Wednesday, April 11, 2012

Historical Treasures Uncovered by Nature-Cape Cod

Nauset Beach in Orleans and Nauset Light Beach in Eastham have always held secrets of how Cape Codders once lived.  After a Nor'easter, a hard rain or just a blustery wind, unique artifacts will appear.

A few years ago, Tim and I went for a winter walk on Nauset Beach in Orleans. The sun felt warm but the wind blew 10' cooler across our bare faces. There had been a big storm the prior weekend, perfect for finding treasure.  We saw a dark object up ahead on the sand and thought it was a dead seal but as we got closer, we discovered it was a rubber boot.

This was not just any ordinary boot but one from over 100 years ago. Its sole and heel were made of wood (a dead giveaway that's it's old) with a rubber label that read: "Goodyear - patent pending 1890". You could see teeth marks from a shark or some other nasty fish all across the upper portion of the boot. Tim was brave enough to put his hand inside to the bottom of it. Thankfully there were no skeletal human bones down inside. Later I researched Goodyear.  Charles Goodyear discovered a process to vulcanize rubber in 1839 and sold the rights to it for various manufacturers throughout the next 40 years. The Goodyear Rubber Company of Akron, Ohio that we know today never made rubber boots. They started in 1898 making tires and inner tubes using the Goodyear patent.
So according to my calculations, these rubber boots were made before 1898 and bears the name of Goodyear.  In fact, there are actual bills of sales from stores ordering Charles Goodyear rubber boots in Connecticut as far back as 1868.

We brought the boot home and hung it on our treasure wall. It's still comparatively flexible and reminds us that there's always something out there waiting to be found.

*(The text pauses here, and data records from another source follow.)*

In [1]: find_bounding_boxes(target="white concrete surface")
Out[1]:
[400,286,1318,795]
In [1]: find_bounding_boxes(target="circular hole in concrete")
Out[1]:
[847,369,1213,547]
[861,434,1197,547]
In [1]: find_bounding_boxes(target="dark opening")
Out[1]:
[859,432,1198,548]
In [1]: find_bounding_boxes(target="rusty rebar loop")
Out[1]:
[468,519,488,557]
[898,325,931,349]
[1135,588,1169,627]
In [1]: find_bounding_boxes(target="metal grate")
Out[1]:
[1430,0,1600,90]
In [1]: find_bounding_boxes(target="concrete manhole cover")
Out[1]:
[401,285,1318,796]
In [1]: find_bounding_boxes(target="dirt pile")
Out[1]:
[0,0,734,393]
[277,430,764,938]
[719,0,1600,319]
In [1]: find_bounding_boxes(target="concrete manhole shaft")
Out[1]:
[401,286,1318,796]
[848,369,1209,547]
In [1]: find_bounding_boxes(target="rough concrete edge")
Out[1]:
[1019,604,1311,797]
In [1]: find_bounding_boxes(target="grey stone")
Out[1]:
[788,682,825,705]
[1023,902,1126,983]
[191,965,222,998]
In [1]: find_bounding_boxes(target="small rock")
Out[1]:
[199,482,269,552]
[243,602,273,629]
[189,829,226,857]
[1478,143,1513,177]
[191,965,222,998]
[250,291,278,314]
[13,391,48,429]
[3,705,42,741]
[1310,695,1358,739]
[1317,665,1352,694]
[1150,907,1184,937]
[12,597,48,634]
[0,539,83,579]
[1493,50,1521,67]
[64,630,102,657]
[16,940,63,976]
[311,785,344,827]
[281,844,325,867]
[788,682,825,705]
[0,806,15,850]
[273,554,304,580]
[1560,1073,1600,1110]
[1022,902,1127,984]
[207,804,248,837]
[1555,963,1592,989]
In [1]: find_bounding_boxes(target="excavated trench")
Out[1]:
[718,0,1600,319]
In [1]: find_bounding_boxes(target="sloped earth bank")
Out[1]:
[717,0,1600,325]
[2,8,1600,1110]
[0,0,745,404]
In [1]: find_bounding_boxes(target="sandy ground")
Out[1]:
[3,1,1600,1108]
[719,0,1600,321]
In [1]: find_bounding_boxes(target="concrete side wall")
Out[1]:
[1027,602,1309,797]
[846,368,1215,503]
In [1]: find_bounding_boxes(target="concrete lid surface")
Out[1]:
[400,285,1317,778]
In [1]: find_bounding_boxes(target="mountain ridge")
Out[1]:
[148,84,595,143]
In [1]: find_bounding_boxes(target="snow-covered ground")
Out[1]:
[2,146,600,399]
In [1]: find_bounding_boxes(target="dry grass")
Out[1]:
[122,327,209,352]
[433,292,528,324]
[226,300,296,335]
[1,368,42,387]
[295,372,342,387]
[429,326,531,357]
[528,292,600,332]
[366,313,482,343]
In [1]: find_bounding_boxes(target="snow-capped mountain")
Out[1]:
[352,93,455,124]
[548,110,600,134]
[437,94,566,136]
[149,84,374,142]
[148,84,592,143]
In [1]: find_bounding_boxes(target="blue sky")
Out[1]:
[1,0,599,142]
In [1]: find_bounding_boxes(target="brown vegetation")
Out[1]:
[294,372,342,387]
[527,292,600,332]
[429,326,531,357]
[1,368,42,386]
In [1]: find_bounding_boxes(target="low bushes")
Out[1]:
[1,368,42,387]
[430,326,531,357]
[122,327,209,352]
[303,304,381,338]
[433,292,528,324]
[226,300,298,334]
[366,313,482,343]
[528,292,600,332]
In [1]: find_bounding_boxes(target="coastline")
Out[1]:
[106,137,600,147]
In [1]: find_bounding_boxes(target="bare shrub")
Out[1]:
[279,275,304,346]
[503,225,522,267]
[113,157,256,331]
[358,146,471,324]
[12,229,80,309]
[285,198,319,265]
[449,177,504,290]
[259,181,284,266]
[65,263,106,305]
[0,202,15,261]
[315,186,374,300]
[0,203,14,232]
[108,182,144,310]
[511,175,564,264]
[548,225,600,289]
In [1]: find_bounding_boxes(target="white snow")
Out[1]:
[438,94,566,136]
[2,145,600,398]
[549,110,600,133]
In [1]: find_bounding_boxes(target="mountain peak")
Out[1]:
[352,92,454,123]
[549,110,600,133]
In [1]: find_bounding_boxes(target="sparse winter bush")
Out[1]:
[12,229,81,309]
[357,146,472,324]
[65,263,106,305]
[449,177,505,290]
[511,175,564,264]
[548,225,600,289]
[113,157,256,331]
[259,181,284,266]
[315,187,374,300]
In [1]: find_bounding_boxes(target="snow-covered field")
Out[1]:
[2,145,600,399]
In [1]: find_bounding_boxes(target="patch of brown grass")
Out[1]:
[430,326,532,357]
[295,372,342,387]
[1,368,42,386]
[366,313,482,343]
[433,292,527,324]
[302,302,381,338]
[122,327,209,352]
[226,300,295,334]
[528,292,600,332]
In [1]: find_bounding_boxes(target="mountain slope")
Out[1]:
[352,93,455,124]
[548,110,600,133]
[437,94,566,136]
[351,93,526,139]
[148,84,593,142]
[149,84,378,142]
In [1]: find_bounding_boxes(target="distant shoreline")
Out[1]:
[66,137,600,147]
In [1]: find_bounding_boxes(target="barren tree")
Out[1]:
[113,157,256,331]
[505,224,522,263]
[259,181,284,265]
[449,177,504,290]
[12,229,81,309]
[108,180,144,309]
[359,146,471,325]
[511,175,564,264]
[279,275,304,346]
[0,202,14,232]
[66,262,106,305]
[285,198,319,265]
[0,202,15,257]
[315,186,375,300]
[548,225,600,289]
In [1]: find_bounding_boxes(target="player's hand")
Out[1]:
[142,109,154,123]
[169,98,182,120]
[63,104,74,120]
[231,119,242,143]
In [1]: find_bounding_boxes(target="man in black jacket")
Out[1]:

Even though I have dug in this little garden by our driveway for years, I found this gun after a particularly heavy rain storm.  Its handle was exposed enough for me to spot it as I got into our car. Frightened at first, I soon realized that it was only a toy.

This 1940 or 1950s child's toy was probably left and forgotten outside as the children, who lived in the house, played a game of cowboys and Indians or cops and robbers.  In my novel, I placed a similar toy gun in the remains of an old root cellar that my contemporary character finds in her  backyard. Not only does she find the gun but gold coins, a skull and evidence that links her property to an old Cape Cod legend - Maria Hallett and the infamous pirate Sam Bellamy.

I'm always scanning the beach and horizon for interesting finds or maybe someday... treasure.


  1. I love it. Thanks for sharing the 'old' and the new. Rich Benz

  2. So interesting. I walk the beach all the time but never find anything that cool. I think I am not paying enough attention. I am glad that you are!

  3. Thanks. After a storm is the best time!